For 2023, the Las Vegas Convention Center has 51 trade shows on the books, with an estimated attendance of 1.3 million. In 2022, the LVCC hosted 48 trade shows with about 1.2 million attendees, an increase from 2021 when the facility welcomed 850,000 attendees.

“Attendance will probably level off in 2024 and 2025,” Hill said. “We’ll go from having 2.5 million square feet that we haven’t really grown into (with the West Hall addition) and we’ll cut back to 1.9 or 2.1 million square feet, depending on what’s taken out of service for the construction.”

Las Vegas’s largest trade shows are still in rotation, including CES, along with the World of Concrete in January, National Association of Broadcasters in April, and SEMA aftermarket auto show in November. In 2023, SEMA hosted 160,000 attendees from 140 countries.

For the first time, the NAACP will host its national convention in Las Vegas in July. In 2023, the group’s convention in Boston attracted nearly 10,000 attendees.

It all makes the continued Convention Center improvements vital, Hill said. Planned renovations of aging facilities were delayed by the Great Recession in the late 2000s and by the pandemic in 2020.

“It matters to the shows and the destination as well. Show attendance increases by 9% to 10%. We think that can go up with a better experience (in the Convention Center), with the feel and accommodations of the buildings themselves. They need to work and be beautiful and match what we expect in all of Las Vegas and that’s what we’ll have in two years.”

There’s continued focus on the meeting business in Las Vegas beyond the Convention Center. A three-year $188 million renovation of the Venetian Expo Center will begin in 2024 and the Mandalay Bay Convention Center’s $100 million renovation is expected to continue through the end of the year.
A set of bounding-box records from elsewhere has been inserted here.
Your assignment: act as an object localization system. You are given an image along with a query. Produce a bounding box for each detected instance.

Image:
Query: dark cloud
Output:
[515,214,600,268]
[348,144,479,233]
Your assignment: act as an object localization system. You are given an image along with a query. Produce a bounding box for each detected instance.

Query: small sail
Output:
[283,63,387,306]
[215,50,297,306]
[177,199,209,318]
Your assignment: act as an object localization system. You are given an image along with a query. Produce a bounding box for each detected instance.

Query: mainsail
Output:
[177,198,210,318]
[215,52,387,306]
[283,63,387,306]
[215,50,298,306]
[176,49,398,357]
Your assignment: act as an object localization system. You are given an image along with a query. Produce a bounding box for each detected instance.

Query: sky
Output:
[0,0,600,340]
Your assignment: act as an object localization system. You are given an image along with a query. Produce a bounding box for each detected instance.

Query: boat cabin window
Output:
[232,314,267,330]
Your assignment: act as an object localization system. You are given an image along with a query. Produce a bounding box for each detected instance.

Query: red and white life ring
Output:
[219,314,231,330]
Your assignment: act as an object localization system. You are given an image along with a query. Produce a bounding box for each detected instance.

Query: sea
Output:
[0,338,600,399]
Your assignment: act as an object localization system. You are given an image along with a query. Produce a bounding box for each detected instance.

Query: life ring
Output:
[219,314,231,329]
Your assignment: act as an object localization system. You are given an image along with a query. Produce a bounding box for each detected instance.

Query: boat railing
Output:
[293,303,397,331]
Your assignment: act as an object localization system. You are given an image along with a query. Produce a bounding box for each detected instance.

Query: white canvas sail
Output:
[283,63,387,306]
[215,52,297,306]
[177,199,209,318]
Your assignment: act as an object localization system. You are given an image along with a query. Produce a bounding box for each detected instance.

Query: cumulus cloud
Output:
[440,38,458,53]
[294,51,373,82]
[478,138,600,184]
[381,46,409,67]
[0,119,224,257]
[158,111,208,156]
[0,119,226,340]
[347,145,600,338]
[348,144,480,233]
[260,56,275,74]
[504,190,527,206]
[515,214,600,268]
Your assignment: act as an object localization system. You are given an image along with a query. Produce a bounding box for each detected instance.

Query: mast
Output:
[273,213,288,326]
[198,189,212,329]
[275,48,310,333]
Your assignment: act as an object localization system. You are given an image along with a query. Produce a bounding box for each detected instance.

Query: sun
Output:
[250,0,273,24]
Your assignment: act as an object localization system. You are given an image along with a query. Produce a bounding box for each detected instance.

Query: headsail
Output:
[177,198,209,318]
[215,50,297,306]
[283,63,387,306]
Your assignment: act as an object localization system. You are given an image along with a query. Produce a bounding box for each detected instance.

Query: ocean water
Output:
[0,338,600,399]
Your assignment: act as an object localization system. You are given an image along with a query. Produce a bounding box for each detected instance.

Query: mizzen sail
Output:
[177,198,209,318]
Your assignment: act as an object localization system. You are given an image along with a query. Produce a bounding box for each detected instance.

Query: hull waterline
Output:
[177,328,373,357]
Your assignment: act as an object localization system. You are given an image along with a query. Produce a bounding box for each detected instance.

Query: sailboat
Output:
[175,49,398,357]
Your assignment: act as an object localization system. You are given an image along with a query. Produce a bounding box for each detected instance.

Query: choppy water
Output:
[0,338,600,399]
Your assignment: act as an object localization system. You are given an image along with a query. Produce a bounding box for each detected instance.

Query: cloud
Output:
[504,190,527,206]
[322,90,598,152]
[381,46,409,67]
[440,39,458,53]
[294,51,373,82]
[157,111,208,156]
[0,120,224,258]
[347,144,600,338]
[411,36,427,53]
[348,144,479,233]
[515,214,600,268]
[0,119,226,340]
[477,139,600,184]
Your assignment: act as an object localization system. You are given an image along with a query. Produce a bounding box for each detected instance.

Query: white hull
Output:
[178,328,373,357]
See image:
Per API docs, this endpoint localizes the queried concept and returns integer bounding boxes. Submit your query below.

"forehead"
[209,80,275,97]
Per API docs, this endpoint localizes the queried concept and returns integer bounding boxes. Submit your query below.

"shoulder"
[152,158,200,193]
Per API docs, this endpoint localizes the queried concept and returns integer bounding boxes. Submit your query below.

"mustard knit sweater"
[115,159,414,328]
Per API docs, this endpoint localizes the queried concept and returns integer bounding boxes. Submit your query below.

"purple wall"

The Las Vegas Convention Center was named the number-one convention center in the U.S. by the Wall Street Journal, with the Venetian Expo and Mandalay Bay Convention Center ranking third and seventh respectively, Hill said.

Conventions are also changing how they operate to bring in more visitors.

SEMAFest debuted as a new consumer-facing component of the SEMA automotive convention and attracted 16,000 attendees for car-culture exhibits and live performances. The sold-out Bravocon fan fest was held for the first time in November, attracting legions of fans and significant social-media exposure.

“One of the things Las Vegas has learned and our customers have learned is that there are opportunities to expand the experience around an event,” Hill said. “You can make an event a citywide event by adding a concert, an experience, or viewing party or display after a show or meeting. The ability to grow the event grows fans for the event itself, but also grows fans for Las Vegas. The best example of that is around the National Finals Rodeo. Over 10 days, 180,000 people attend, but probably 500,000 people are in town over the course of those 10 days for the experience at the South Point, or the Convention Center for Cowboy Christmas, or properties for viewing parties. They just want to around it and some of the experiences are enough to draw visitors in and of themselves.”